The Slow Adoption of Mobile-First Indexing
After nearly seven years since its inception, Google has successfully completed its transition to mobile-first indexing, a fundamental shift that underscores the predominance of mobile browsing. This milestone reflects a complete pivot in Google’s approach, where the mobile version of a website now takes precedence in both indexing and ranking within search results. Launched in November 2016, the initiative reached a point where, by the end of 2018, mobile-first indexing was applied to half of the pages in Google’s search results. Despite an initial deadline set for September 2020, which was later extended to March 2021, Google has finally switched over the vast majority of sites, sparing only a negligible number that are incompatible with mobile devices. The implications for Search Engine Optimization are significant: Google will diminish the use of its traditional desktop Googlebot for crawling and remove related indexing settings in the Google Search Console, marking the end of an era and fully embracing a mobile-centric indexing system.
The Challenges Publishers Face with Data Tracking
Publishers are gearing up for a significant shift as the era of third-party cookies — a staple of digital advertising and a notorious source of data leakage — comes to a close. This change is largely driven by the industry’s recognition of the profound risks and costs associated with data leakage, which happens when visitors inadvertently leave behind data trails that unauthorized entities can exploit. This exploitation not only robs publishers of potential revenue but also erodes user trust and can lead to serious reputational damage, as well as regulatory consequences. According to a survey involving 65 publishers, there is a palpable concern about this issue, with a staggering 94% acknowledging worry over data leakage and 76% citing loss of ad revenue as the top risk.

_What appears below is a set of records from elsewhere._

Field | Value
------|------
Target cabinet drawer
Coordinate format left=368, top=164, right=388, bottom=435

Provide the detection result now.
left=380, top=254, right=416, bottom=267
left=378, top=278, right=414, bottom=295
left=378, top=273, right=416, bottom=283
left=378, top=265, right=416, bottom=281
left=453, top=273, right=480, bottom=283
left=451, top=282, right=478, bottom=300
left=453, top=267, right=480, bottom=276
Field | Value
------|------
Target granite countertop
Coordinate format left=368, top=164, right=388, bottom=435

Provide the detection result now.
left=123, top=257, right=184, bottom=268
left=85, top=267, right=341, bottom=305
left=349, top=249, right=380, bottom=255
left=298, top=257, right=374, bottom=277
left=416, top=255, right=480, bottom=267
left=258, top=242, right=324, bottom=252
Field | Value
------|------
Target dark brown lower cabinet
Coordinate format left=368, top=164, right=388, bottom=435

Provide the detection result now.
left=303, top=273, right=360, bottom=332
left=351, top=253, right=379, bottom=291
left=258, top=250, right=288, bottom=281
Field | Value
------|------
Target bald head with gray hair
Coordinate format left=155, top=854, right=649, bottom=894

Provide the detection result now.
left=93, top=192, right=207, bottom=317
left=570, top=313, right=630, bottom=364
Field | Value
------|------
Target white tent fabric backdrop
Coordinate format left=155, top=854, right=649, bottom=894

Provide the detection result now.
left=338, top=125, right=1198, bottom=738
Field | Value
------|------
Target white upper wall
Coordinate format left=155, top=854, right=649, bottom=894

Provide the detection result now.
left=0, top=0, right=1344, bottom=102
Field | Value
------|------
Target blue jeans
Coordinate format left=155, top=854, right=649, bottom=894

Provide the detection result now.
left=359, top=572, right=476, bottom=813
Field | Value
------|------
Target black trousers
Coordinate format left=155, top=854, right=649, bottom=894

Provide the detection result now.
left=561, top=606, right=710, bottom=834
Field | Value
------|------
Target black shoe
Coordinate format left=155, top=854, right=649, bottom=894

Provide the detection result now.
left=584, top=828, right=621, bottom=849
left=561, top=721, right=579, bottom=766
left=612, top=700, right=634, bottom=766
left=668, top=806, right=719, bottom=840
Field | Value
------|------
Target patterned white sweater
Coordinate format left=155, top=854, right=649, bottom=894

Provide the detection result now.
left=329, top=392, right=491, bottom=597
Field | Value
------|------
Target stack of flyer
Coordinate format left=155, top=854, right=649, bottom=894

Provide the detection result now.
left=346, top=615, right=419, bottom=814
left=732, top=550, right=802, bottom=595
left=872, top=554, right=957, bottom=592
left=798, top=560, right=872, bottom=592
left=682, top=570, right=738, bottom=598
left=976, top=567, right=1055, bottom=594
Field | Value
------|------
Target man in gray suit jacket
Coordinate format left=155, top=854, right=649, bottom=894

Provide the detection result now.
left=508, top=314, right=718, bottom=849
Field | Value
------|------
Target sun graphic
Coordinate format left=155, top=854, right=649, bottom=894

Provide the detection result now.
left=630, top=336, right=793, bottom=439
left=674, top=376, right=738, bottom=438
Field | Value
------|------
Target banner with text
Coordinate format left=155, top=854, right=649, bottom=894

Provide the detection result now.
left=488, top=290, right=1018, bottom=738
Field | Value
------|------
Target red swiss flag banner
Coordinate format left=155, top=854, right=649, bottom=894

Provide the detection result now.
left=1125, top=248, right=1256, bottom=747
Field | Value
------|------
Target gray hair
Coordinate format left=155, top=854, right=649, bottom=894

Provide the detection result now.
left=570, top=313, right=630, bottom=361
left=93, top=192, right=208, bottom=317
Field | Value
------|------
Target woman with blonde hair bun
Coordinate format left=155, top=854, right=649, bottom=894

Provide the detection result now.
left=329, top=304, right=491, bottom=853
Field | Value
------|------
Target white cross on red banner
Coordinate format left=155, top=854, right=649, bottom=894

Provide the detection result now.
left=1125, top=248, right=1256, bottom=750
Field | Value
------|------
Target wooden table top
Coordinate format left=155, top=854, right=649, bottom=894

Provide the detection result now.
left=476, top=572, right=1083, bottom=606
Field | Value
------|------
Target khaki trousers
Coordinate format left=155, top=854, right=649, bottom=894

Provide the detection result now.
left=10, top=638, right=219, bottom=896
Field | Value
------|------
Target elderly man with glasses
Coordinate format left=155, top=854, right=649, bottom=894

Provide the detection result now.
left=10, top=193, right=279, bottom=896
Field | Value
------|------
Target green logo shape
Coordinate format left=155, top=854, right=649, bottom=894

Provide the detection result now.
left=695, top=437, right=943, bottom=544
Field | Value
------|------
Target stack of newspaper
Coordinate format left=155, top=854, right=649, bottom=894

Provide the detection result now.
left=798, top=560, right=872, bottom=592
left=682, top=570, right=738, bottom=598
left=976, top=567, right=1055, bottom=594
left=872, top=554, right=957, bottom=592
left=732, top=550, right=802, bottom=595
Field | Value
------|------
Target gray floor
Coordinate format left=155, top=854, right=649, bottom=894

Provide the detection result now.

The anticipation of eliminating third-party cookies has created an expectation of revenue growth, with over half of the publishers predicting at least a 21% increase in revenue. Despite this optimism, the readiness among publishers varies, with only 9% having a fully fleshed-out strategy for the post-cookie landscape, though most are in the midst of developing one. The reliance on technical solutions and commercial agreements to mitigate data leakage is prevalent, and there’s a prevalent belief that the removal of third-party cookies will boost the value of their audience data. This turning point suggests a transformative period for digital publishing, where the protection and ethical use of data are likely to become paramount.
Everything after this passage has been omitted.